If you’re in an assisted living facility, with no visitors, no contact with relatives, and barely any attention from an overstressed staff, you’re not enjoying the post-Christmas glow of love and warmth. That is, if you’re not already dying.

If you’re waiting for some life-saving surgery that’s considered “elective” and getting the cold-shoulder from hospital schedulers, while movie companies get exceptions and accommodations, you might question the priorities of the politicians making the decisions.

If you’re an addict, an alcoholic, or suffering from clinical depression, you have no meetings, no support groups, no human contact outside a Zoom meeting to get you through isolation. No church meetings, no 12-step programs. Healthline reports depression symptoms are three times higher during COVID-19 lockdowns.
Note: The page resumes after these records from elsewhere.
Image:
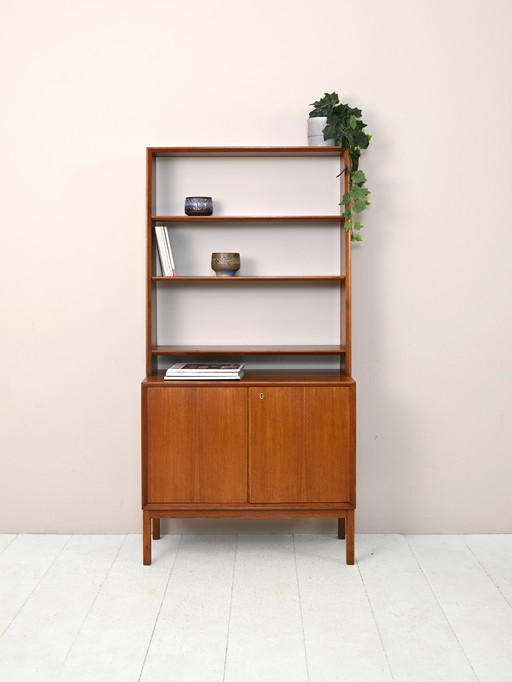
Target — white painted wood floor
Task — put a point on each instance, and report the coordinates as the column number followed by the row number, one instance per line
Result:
column 256, row 607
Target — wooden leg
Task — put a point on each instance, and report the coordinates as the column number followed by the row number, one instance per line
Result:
column 146, row 538
column 156, row 529
column 350, row 536
column 341, row 529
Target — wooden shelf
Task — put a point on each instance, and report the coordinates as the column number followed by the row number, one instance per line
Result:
column 270, row 278
column 244, row 151
column 249, row 350
column 245, row 219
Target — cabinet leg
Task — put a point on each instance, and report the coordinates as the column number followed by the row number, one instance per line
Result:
column 350, row 536
column 146, row 538
column 156, row 529
column 341, row 529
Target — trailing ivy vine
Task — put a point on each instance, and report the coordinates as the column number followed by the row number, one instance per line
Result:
column 345, row 126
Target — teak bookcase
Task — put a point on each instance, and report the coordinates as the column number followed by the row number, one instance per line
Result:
column 280, row 443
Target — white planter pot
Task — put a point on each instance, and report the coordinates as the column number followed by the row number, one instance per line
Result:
column 315, row 132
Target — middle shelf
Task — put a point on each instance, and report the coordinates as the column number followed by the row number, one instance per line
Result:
column 265, row 278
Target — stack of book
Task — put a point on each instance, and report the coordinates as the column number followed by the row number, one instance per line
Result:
column 200, row 371
column 165, row 251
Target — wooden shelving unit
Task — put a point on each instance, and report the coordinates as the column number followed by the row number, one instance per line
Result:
column 278, row 443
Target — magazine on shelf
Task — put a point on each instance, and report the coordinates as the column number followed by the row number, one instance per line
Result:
column 165, row 251
column 203, row 377
column 168, row 243
column 162, row 249
column 200, row 371
column 206, row 367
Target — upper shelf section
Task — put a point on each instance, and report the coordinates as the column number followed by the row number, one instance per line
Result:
column 248, row 184
column 244, row 151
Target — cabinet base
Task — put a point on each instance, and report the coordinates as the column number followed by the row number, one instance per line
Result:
column 151, row 522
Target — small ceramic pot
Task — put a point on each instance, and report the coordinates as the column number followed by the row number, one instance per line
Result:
column 225, row 264
column 316, row 127
column 198, row 205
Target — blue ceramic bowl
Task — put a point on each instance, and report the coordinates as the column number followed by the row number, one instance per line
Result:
column 198, row 205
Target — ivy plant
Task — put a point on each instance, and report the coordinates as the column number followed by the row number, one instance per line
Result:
column 345, row 126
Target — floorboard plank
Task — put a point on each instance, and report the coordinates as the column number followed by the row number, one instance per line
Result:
column 115, row 635
column 5, row 541
column 266, row 641
column 36, row 643
column 494, row 554
column 189, row 640
column 342, row 640
column 477, row 612
column 23, row 564
column 419, row 642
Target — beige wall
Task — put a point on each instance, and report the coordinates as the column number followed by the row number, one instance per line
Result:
column 88, row 85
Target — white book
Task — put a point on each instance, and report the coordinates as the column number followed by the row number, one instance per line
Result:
column 205, row 374
column 168, row 242
column 162, row 252
column 202, row 378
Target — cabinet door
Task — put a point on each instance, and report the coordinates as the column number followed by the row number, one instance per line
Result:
column 196, row 444
column 301, row 444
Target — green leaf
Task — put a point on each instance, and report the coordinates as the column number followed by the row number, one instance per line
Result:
column 360, row 205
column 358, row 192
column 358, row 176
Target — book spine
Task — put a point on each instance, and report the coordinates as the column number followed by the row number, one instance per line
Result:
column 162, row 252
column 168, row 242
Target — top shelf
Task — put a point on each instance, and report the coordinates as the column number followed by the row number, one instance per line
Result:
column 244, row 151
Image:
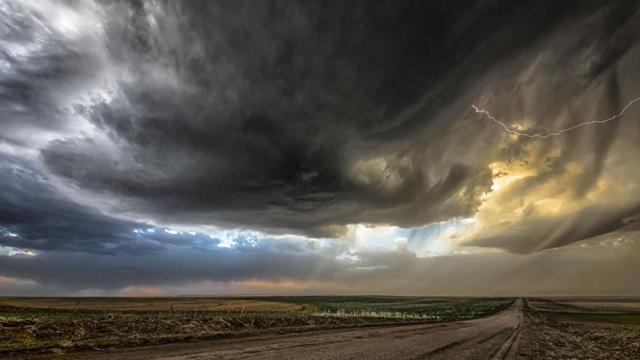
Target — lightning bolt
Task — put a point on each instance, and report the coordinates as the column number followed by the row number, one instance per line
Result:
column 509, row 130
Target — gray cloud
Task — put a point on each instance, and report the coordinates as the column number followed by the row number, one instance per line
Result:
column 303, row 118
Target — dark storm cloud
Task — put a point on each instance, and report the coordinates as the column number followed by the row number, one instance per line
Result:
column 38, row 218
column 258, row 113
column 303, row 117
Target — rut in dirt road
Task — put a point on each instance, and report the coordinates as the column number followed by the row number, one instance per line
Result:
column 494, row 337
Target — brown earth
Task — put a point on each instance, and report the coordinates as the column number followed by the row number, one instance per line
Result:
column 530, row 329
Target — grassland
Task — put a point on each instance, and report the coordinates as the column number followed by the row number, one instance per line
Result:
column 62, row 324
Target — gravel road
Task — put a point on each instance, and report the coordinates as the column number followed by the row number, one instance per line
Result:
column 494, row 337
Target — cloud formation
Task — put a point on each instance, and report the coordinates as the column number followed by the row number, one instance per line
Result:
column 305, row 120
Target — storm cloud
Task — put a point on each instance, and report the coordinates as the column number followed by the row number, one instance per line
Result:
column 306, row 120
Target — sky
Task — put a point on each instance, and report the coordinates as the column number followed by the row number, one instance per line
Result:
column 157, row 148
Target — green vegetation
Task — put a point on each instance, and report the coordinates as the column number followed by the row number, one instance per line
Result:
column 435, row 309
column 27, row 324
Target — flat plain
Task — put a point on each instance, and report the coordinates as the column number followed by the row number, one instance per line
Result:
column 320, row 327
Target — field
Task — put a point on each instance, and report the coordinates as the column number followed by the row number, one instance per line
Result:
column 68, row 324
column 589, row 327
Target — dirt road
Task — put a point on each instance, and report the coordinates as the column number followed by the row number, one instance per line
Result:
column 495, row 337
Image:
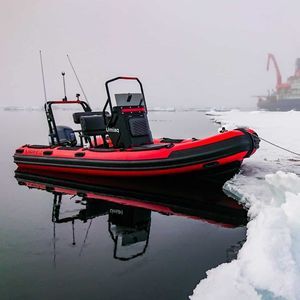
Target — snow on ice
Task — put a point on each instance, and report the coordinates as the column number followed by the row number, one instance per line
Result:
column 268, row 265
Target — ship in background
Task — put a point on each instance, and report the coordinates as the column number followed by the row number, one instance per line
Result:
column 287, row 94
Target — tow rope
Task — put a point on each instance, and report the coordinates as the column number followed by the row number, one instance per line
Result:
column 282, row 148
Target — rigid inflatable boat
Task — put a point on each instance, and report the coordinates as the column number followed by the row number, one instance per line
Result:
column 117, row 141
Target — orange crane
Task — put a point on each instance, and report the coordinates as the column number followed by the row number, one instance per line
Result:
column 279, row 84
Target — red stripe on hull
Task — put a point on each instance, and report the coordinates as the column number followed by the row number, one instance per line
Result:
column 100, row 172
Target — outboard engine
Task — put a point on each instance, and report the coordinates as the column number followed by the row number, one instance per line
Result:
column 66, row 136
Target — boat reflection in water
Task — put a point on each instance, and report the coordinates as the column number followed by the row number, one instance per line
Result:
column 128, row 204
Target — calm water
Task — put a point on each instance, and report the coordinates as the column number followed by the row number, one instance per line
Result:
column 91, row 247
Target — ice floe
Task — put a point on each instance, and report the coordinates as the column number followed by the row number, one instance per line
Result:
column 268, row 264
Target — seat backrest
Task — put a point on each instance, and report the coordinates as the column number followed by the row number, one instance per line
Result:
column 78, row 115
column 93, row 125
column 129, row 127
column 66, row 136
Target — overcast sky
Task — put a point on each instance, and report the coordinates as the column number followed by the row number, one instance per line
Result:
column 187, row 53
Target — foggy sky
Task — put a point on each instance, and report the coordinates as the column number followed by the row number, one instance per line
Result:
column 187, row 53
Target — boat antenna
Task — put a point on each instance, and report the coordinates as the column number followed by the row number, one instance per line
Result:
column 79, row 83
column 43, row 76
column 64, row 82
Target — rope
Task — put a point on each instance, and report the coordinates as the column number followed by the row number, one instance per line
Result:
column 282, row 148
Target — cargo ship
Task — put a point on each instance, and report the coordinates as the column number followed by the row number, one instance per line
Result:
column 287, row 94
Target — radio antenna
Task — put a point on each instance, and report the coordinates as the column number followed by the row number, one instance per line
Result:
column 43, row 76
column 64, row 83
column 85, row 97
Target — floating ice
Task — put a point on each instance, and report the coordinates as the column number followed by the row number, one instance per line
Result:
column 268, row 264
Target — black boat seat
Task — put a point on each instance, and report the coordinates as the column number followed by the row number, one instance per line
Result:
column 92, row 126
column 66, row 136
column 78, row 115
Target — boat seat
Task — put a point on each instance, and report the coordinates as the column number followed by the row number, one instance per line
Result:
column 93, row 126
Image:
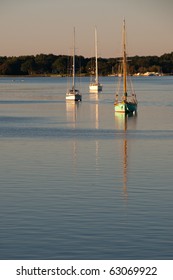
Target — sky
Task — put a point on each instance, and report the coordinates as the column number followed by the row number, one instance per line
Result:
column 30, row 27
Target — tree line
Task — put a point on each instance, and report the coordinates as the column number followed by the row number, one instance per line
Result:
column 46, row 64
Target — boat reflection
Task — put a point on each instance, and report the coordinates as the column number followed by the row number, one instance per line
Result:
column 122, row 121
column 71, row 113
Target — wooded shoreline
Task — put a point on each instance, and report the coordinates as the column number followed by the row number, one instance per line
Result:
column 61, row 65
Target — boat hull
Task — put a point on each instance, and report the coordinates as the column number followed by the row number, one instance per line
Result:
column 125, row 107
column 73, row 96
column 95, row 87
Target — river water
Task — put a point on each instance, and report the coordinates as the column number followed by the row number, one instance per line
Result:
column 78, row 181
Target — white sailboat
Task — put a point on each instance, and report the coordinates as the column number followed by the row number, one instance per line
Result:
column 95, row 86
column 73, row 94
column 128, row 102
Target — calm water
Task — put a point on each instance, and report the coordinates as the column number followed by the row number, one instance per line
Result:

“Results suggest that the rates of depression symptomatology are three times higher during the pandemic compared to before the pandemic,” said Dr. Brittany LeMonda, senior neuropsychologist at Lenox Hill Hospital, New York City. “Undoubtedly, there are many factors contributing to this increase in mood symptoms, including increased social isolation, economic hardships, and exposure to other stressors.”

If you had the misfortune of being locked up awaiting trial, or serving a prison sentence during COVID-19, you better hope you’re not suffering from one of the pre-existing conditions that spell doom, like diabetes or AIDS. While prison staff might get the vaccine first, you’re going to get it dead last.

If you’re the parent of a teenager who is cut off from sports, friends, school, and social events, trying to understand if your kid is merely displaying teenage sullenness or dangerous suicidal tendencies, you won’t get much help.

Jay Smith, of Brunswick, said his son, Spencer Smith, was having trouble coping with how much life has changed over the past several months.

“We knew he was upset because he was no longer able to participate in his school activities, football. We never guessed it was this bad,” Smith said in a phone interview on Tuesday. “Looking back now we could see little things that we should have caught but we didn’t realize his mental health was deteriorating as bad.”

It’s wise for families to limit social events, and for companies to take precautions. But when governments totally isolate the most vulnerable among us from needed treatments, support, and a reason to keep living, the mortality rate and the toll taken is thousands of times more certain than the potential of COVID-19 to kill.

Depression is real. Suicide is real. Addiction kills. These deaths are far more certain in many cases than the possibility of dying from COVID-19. We have been far too cavalier in ignoring the vulnerable, and consigning them to a lonely, painful, and probable death.

When this is over, we are going to look back with grief and some regret at how the “cure” for this pandemic has sacrificed so many, whose deaths were so unnecessary and preventable.